Scuola dell'infanzia paritaria parrocchiale di Menzago "Ambrogio Colombo"

13 Febbraio 2023

Il 2 febbraio il CdM, su proposta del Ministro degli Affari regionali Calderoli, ha approvato all’unanimità il nuovo ddl sulla cosiddetta “autonomia differenziata”, prevista nel programma elettorale del centro-destra. E’ il completamento, a distanza di vent’anni, della modifica del Titolo V°della Costituzione, operato dal governo Amato nel 2001e dopo i referendum sui preaccordi del 2017 e le Intese sull’autonomia del 2018 delle regioni, Veneto, Lombardia ed Emilia Romagna, sottoscritte dal Governo Gentiloni. Sono 10 articoli che riconoscono potere legislativo autonomo alle regioni che lo chiedono sulle materie concorrenti con lo Stato e su tre materie esclusive dello Stato. Tra tutte queste materie oltre all’energia, ai trasporti, ai porti, alla sicurezza, alla ricerca e ad altro ancora c’è anche l’Istruzione. La regionalizzazione dell’Istruzione significherebbe:
-mettere a rischio il diritto allo studio in maniera uguale sul territorio nazionale, con un doppio regime nazionale e regionale
-aumentare l’attuale divario tra Nord e Sud, tra Centro e periferie nelle grandi città, visto che la riforma dovrebbe avvenire a invarianza di spesa e senza oneri aggiuntivi per lo Stato
-l’attuale tasso di dispersione scolastica (media nazionale al 12,7%) è quasi doppio al sud rispetto a al nord ( Lombardia al 11,3%, Sicilia al 21,1%) contro una media europea del 9%.
-i LEP ( livelli essenziali di prestazione, cioè minimi) non sono stati ancora definiti e non garantiscono di poter dare di più a chi ha di meno
-Nei costi dei servizi si dovrebbe passare dall’attuale spesa storica alla spesa standard

Scendendo più nei dettagli sull’Istruzione, le Regioni possono chiedere:
-un organico regionale del personale scolastico, compreso quello dei dirigenti
-reclutamento mediante concorsi regionali
-contratti di lavoro non più nazionali ma regionali, con differenziazioni degli stipendi
-mobilità e trasferimenti solo all’interno della regione, con blocchi interregionali.

Questa Autonomia differenziata che nelle intenzioni dovrebbe avvicinare i centri di spesa ai cittadini, aumentando cosi l’efficienza nelle prestazioni, è basata su di un assunto ideologico mai seriamente e oggettivamente misurato.
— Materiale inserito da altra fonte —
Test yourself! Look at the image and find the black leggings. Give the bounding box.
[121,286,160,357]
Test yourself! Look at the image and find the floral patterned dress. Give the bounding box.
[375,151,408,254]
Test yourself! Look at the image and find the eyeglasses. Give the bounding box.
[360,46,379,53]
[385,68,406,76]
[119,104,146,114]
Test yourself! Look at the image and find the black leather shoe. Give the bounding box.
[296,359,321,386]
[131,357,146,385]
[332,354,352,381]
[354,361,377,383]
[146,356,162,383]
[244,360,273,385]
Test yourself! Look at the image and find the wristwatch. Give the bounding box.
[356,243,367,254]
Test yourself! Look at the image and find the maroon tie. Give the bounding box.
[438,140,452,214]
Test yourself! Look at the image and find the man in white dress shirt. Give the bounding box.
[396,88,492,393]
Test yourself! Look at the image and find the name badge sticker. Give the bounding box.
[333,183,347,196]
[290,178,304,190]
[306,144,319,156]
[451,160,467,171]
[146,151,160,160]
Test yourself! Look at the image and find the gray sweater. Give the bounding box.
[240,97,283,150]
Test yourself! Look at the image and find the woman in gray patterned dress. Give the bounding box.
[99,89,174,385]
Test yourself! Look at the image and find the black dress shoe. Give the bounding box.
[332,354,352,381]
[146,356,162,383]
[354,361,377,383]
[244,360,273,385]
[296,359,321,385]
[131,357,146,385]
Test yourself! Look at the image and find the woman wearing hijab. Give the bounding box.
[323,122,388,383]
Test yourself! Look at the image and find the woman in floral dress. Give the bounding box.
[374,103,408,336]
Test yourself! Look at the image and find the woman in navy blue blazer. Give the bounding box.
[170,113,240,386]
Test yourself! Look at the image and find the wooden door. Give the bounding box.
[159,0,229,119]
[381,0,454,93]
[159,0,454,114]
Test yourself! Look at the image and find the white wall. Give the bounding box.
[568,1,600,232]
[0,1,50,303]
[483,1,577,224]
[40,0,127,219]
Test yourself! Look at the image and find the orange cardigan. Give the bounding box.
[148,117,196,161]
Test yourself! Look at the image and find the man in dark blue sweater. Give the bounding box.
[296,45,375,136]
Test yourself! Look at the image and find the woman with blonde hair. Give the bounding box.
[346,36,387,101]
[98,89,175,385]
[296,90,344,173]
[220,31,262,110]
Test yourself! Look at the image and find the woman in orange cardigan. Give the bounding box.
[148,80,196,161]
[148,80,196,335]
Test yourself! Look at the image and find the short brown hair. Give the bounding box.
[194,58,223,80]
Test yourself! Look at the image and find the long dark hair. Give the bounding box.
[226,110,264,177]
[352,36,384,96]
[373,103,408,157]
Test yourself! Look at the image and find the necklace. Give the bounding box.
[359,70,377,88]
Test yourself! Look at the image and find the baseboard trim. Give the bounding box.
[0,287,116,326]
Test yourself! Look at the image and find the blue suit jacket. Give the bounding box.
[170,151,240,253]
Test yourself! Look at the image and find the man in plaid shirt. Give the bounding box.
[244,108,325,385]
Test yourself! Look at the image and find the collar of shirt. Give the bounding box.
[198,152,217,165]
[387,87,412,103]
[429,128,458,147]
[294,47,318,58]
Come si fa a dimostrare che una prestazione nei servizi, decentrata a livello regionale, sia più efficiente e migliore di una centralizzata a livello nazionale?. Se dobbiamo guardare obiettivamente come sono andate le cose durante la pandemia, dobbiamo prendere atto dei limiti e delle differenze territoriali che ci son state e che non depongono tanto a favore dell’efficienza dimostrata nella gestione dell’emergenza sanitaria, un settore da anni decentrato e di competenza regionale. Intanto, tutte le forze sindacali del comparto Scuola hanno manifestato chi più chi meno, perplessità se non addirittura netta contrarietà al ddl governativo,. Ancor prima che il ddl fosse approvato, dal 10 novembre è stata avviata una raccolta firme per una proposta di legge costituzionale d’iniziativa popolare per cambiare gli art.116 e 117 della Costituzione. Con questo ddl siamo di fronte ad un nuovo “porcellum” che rischia di dividere ancor più un Paese già diviso. Per superare diseguaglianze e differenze tra Nord e Sud, Centro e periferie, occorre investire impegnative risorse, oltre quelle del PNRR, dando a tutte le scuole la possibilità di garantire un’offerta formativa omogenea a livello nazionale, non per dividere ulteriormente ma per unire e rendere il sistema Italia più efficiente ed in linea con gli altri Paesi europei.